Over the backtest period from 1999 to 2015, there have only been three occurrences when the 10-week moving average TTMIACS moved convincingly below its 40-week moving average. Stocks cannot continue to advance when the income to common stockholders declines. After the signals in May 2001 and Dec. 2007, the market lost 35% and 50%, respectively, and these signals were near the beginning of the respective NBER recessions.

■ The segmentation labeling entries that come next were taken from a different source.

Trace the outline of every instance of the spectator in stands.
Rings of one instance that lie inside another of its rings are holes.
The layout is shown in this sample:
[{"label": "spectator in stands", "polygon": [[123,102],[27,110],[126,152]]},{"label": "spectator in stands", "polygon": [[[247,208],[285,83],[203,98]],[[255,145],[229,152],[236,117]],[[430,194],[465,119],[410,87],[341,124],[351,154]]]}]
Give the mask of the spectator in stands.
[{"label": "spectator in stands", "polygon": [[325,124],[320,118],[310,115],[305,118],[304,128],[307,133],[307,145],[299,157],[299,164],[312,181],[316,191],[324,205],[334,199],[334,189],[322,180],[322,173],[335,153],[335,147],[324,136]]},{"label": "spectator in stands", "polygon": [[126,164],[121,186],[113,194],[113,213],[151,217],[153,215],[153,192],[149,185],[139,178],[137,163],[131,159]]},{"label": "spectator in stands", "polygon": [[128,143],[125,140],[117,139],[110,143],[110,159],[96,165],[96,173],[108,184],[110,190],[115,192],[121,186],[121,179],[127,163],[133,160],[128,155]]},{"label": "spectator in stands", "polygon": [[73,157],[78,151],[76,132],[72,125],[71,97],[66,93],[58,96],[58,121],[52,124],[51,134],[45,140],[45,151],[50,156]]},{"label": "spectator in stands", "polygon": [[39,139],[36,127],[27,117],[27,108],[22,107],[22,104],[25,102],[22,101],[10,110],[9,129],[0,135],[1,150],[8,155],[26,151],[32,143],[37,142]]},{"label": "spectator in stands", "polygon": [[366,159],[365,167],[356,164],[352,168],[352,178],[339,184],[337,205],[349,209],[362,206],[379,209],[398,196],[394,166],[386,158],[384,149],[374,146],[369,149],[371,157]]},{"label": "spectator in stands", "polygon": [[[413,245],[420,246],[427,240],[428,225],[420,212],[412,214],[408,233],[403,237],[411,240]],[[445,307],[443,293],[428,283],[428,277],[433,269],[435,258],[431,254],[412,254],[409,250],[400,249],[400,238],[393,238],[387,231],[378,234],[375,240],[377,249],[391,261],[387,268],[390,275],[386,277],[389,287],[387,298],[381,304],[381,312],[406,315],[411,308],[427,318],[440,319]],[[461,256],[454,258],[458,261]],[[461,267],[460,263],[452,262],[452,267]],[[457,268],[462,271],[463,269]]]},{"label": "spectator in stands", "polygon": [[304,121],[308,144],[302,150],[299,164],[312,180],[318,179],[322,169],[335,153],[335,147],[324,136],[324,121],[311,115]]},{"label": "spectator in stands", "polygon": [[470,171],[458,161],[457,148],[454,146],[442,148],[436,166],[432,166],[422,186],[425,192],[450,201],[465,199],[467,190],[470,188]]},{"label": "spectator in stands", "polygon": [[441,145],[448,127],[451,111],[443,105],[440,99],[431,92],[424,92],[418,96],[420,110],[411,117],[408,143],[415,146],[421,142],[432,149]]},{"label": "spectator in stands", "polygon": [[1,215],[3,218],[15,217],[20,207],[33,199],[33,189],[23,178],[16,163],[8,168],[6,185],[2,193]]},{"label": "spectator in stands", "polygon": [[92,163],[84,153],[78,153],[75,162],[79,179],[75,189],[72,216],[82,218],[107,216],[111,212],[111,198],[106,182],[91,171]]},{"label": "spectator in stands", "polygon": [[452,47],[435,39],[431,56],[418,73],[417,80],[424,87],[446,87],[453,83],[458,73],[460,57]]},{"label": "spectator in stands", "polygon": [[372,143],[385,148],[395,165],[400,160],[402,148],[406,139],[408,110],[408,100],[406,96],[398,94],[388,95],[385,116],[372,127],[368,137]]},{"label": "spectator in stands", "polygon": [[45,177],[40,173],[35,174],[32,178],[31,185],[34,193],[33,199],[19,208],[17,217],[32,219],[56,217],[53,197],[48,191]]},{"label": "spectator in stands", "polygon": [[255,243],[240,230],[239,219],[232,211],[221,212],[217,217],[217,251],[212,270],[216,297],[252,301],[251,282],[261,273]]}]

The third signal occurred end of Feb. 2015.
In our November 2015 article, we wrote, "According to this indicator a major decline of the stock market should follow." Now we try to answer by how much the S&P 500 is overvalued.
For the period 1/3/2000 to the present, the S&P 500 and the TTMIACS are correlated to 83.5%, which is an extremely high statistical match.
Figure 1 charts SPY and TTMIACS, the latter is scaled so that the error between SPY and a scaled TTMIACS is minimized. On the premise that a fixed ratio between S&P 500 and the TTMIACS exists, the conclusion is reached that the S&P 500 is currently overvalued, as was the case in 2000 prior to the 2001 recession.
Applying this fixed ratio to the current value of the 10wk moving average of TTMIAC indicates a downward potential of the S&P 500 with a possible low of 1660 in the next three months.
Figure 2 details the last 26 months with the earning seasons shaded and charting the weekly changes of TTMIACS and its smoothed components, the vertical relation of the S&P 500 and TTTMIACS for the two charts (Figs.1 and 2) are the same. The latest available data shows that the downward trend of TTMIACS continues, but not as steep as in the past quarters.